Had it been 20 degrees warmer I would have enjoyed hiking the 4-mile North Shore Trail from one dam to another, but in the heat and over the dry plateau it would have been miserable for Sadie, who was barely walking as it was. That's when I knew I had to get out of these windy high plains. I could only imagine how this area would be in the deep of winter, as the north winds blow over the plains. From Great Falls down to Pierre the river flows down a plain. I've seen the best parts of the river.

I didn't stay long in town. If it hadn't been for the falls I would say the long drive would have been a waste of gasoline, but once back in the foothills east of Lincoln on MT200 I was happy again. I could see the distant outline of Glacier National Park. I was now back to rolling hills, dark-brown barns, dairy farms and fertile buttes. These mountains were the edge of the roaming buffalo two centuries ago.

We stopped at every historical marker, stopped at a few river access points to walk around.
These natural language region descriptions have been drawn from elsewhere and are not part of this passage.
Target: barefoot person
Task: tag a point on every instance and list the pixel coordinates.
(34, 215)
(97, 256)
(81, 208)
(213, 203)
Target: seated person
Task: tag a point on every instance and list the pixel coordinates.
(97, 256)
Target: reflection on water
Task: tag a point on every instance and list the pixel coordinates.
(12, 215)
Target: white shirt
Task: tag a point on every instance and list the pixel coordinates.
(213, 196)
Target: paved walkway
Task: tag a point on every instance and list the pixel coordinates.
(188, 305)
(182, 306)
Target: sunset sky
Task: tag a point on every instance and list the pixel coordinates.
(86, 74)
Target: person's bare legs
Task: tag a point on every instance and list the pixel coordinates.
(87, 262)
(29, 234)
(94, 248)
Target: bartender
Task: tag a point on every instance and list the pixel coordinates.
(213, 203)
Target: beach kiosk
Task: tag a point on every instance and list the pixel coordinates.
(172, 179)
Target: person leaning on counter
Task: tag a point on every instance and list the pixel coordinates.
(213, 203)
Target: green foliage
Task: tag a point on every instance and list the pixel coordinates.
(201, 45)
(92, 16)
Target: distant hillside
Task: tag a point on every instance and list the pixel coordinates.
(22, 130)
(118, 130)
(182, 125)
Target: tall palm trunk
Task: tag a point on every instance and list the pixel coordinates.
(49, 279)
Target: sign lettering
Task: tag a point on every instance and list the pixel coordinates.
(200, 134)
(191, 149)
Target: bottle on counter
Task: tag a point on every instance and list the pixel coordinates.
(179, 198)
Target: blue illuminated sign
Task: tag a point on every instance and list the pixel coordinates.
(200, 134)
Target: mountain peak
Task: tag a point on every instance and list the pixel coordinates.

The Bitterroot River came out of the mountains as I approached Missoula at dusk, as flyfishers were still thigh-deep in the cascading waters.

I made it to Missoula after 8pm, with just enough light to walk the River Trail out and back, enjoy the end of a Native American flute festival in the city center.

And then I did the unpredictable: I decided, after a quick google search, to head west on US12 toward Idaho and camp out at the Lee Creek Campground. And that's exactly what I did, driving at night for the first time on my roadtrip (only because I'd be driving the route back the next day in daylight). This was the Nez Perce Trail through the Lolo Pass, which even at near full darkness offered a spectacular aura of pine-studded mountains, curvy roads and warnings of moose crossing, but alas the moose remained unseen.